ClaMPAPP: Hybrid LLM-ML system uses language models as interfaces for pediatric appendicitis diagnosis
Researchers introduce ClaMPAPP, a hybrid clinical decision support system that uses an LLM solely for structured feature extraction from free-text clinical notes, then passes validated features to an XGBoost classifier for final diagnosis. Evaluated on two independent German pediatric appendicitis cohorts, ClaMPAPP outperformed end-to-end LLM baselines on diagnostic performance and showed greater robustness to narrative reordering. The work formalizes an 'LLM-as-interface, ML-as-predictor' design pattern that separates natural-language usability from predictive inference, offering a more auditable pathway for clinical AI.
Hop-count taxonomy predicts LLM failure on clinical EHR question answering across architectures
Researchers introduce a 'hop-count' taxonomy — the number of distinct inferential steps required to answer a clinical EHR question — as a principled predictor of LLM failure, finding monotone accuracy decline with reasoning depth across Claude Sonnet, GPT-4o, and GPT-5. The pattern holds across two providers and two OpenAI generations, with odds ratios per hop of 0.58–0.80, and is not explained by EHR context truncation. Extended thinking (chain-of-thought) did not significantly flatten the accuracy-depth curve, though token usage scaled with hop count. The findings ground transformer compositionality limits in a clinically consequential domain and suggest hop count as a deployment risk-stratification tool.

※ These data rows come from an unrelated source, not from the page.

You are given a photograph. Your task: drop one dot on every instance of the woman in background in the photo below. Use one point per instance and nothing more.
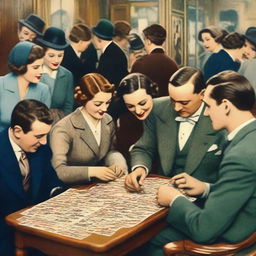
(137, 92)
(58, 78)
(228, 58)
(211, 38)
(83, 143)
(25, 63)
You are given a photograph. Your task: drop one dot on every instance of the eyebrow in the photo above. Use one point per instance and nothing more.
(180, 100)
(205, 103)
(136, 103)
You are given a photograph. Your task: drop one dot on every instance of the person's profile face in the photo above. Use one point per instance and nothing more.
(208, 42)
(214, 111)
(53, 58)
(98, 105)
(139, 103)
(183, 99)
(26, 34)
(249, 50)
(32, 140)
(95, 41)
(83, 45)
(34, 71)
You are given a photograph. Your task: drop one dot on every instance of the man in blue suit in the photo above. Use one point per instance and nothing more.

Automated ICD Classification of Psychiatric Diagnoses Using NLP and LLMs
This study evaluates NLP and ML approaches for automating the mapping of free-text psychiatric descriptions to ICD diagnostic codes, using a dataset of 145,513 Spanish clinical records. Methods range from classical BoW/TF-IDF representations to transformer-based embeddings including e5_large, BioLORD, and Llama-3-8B. Fine-tuned e5_large achieved the best performance with a micro-F1 of 0.866, outperforming classical methods by capturing semantic nuance and medical terminology. The work highlights challenges of long-tail label distributions and ambiguity specific to psychiatric clinical language.
LLMs predict dementia and depression severity from clinical interview transcripts in zero-shot and feature-extraction settings
Researchers evaluate three open-weights LLMs (Mistral 3.1, DeepHermes, Qwen3) for predicting dementia and depression severity from speech transcripts of 154 German-speaking patients in standardized clinical interviews. The study introduces a new observer-based Global Depression Scale (GDS-D) and tests both zero-shot prediction and LLM-based feature extraction for Support Vector Regression. Zero-shot performs well for depression (MAE 0.60), while structured feature extraction reduces dementia assessment error by up to 35%; pause-enriched automatic transcripts match human transcription quality, suggesting viable fully-automated screening pipelines.